William Armstrong is my favourite eminent Victorian inventor, maybe because he was a Geordie like myself, born in Newcastle in 1810. His house at Cragside – the house where modern living began, according to the blurb but perfectly true – is my favourite building too. I feel so at home there that I’ve often speculated whether I was him in a past life.
As a child, William was frequently sick and used to spend many hours at home making toy machines. I used to feign illness a lot as well, so I could avoid bloody football and rugby and stay in bed to read my dinosaur books. He used weights attached to long pieces of string that he would hang over the banisters to investigate power and movement. I remember executing my brother’s stuffed panda by wrapping a pyjama cord around its neck, reading it the last rites and then pushing it out for the long drop from the stair head balcony. The parallels mount up, you see. Spooky, isn’t it?
While he was at school in Bishop Auckland, he used to visit the local engineering works regularly and became friends with the boss. He fell for his daughter and married her in 1835. By now he was lawyer but was more interested in the new mechanics, which he studied in his spare time. I was a programmer by that age but used my spare time to study archaeology.
Armstrong’s fascination with using the power of water to drive industrial machinery originated when he was on a trout fishing trip to North Yorkshire. He was contemplating an old water mill and it occurred to him that only a very small part of the water power was being used to actually turn the wheel, and that if the water was in a single column it would have much greater force.
He spent the following three years creating the first rotary hydraulic engine with his mate Henry Watson. By the way, the parallels with my own illustrious career have ended by this point. Armstrong was good at attacking opportunities, which I never was. By the time I get used to entertaining a new possibility and have mulled over its various advantages and drawback it has long since passed on to a more worthy and practical carrier.

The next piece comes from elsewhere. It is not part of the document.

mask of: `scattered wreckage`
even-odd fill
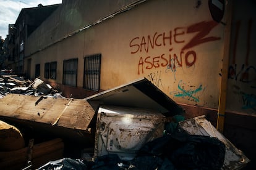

For instance, in 1840 he read the news that a worker, William Patterson, had received an electric shock whilst operating a high-pressure steam engine in Cramlington Colliery. I would have merely raised an eyebrow, sipped my drink and turned the page, but Armstrong immediately investigated the circumstances and created a hydro-electric machine that generated electricity using high-pressure steam. He bought and extended Cragside on the money he subsequently raked in and powered it by electricity which was generated by machines in the ravine below the house.
Here and there is born a William Armstrong, founder of nothing, whose loving heart-beats and sobs after an unattained success tremble off and are dispersed among hindrances, instead of centring in some long-recognizable deed.